I spent the balance of Friday night and most of Saturday at home reading the material Kirby had lent me. I grew pretty certain of the who and the how of Jennifer’s death. What I still didn’t know was the why. And with Lainie dead, I wasn’t likely to uncover that without getting on at least one plane. I called Murphy and Mrs. Daniels, advising them what I was going to do. They insisted on footing the bills, and I declined by hanging up on each. I then reached my landlord in Chicago, who said that although she was at a different hospital, she would personally call Dr. Jerome Gemelman and ask him to see me on Monday. She was going out of town to a conference, so she also gave me the name and telephone numbers of an administrative dean at a Chicago law school whom she knew and who might be able to help if I ran into any snags. “Jim’s a little weird, John, but he’s good.” I thanked her and wondered briefly, before I made my airline and hotel reservations, how weird a dean at a law school could be.

Twenty-four

I
GOT UP AT 8:00 A.M
. on that cloudy Sunday morning and thought about packing my running gear for the trip. Instead, I put it on and ran a slow but satisfying six-mile loop from the condo west to and across the Harvard Square bridge and then east along the Cambridge side of the river before crossing back over at the Mass Ave bridge. I bought the Sunday
Times
and some croissants and milk, then walked home and showered. While my hair dried, I ate breakfast, skimmed the
Times
, and filled a carry-on case. I dressed casually, called a cab, and headed to the airport. With one intermediate stop.
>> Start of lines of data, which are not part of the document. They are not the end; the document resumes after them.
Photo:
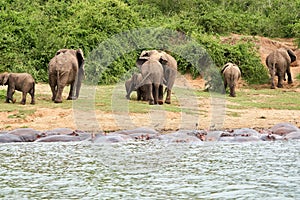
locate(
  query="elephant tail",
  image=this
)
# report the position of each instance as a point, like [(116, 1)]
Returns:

“You gonna be here long, Mac?”

I shook my head. “Ten minutes, maybe. Leave the meter running.”

“Don’t worry, I will. Freaking cemeteries give me the creeps, y’know?”

“Yeah, me too.”

The sun was just breaking through the overcast as I drew even with her stone. The rays made her name on it wink at me. “That’s a pretty good trick, kid.”

Practice, she said. Where are you going?

“Chicago, then maybe on to Philadelphia and New York.”

See America first?

“Not exactly. I took your advice. I assumed that William didn’t kill Jennifer and then tried to see who could have set him up. Any alternative killer was helped most by William spilling the beans at the hypnosis session. Probably the only one with both the opportunity and the ability to set that up was Dr. Marek himself, since he was the one who could control the hypnosis session.”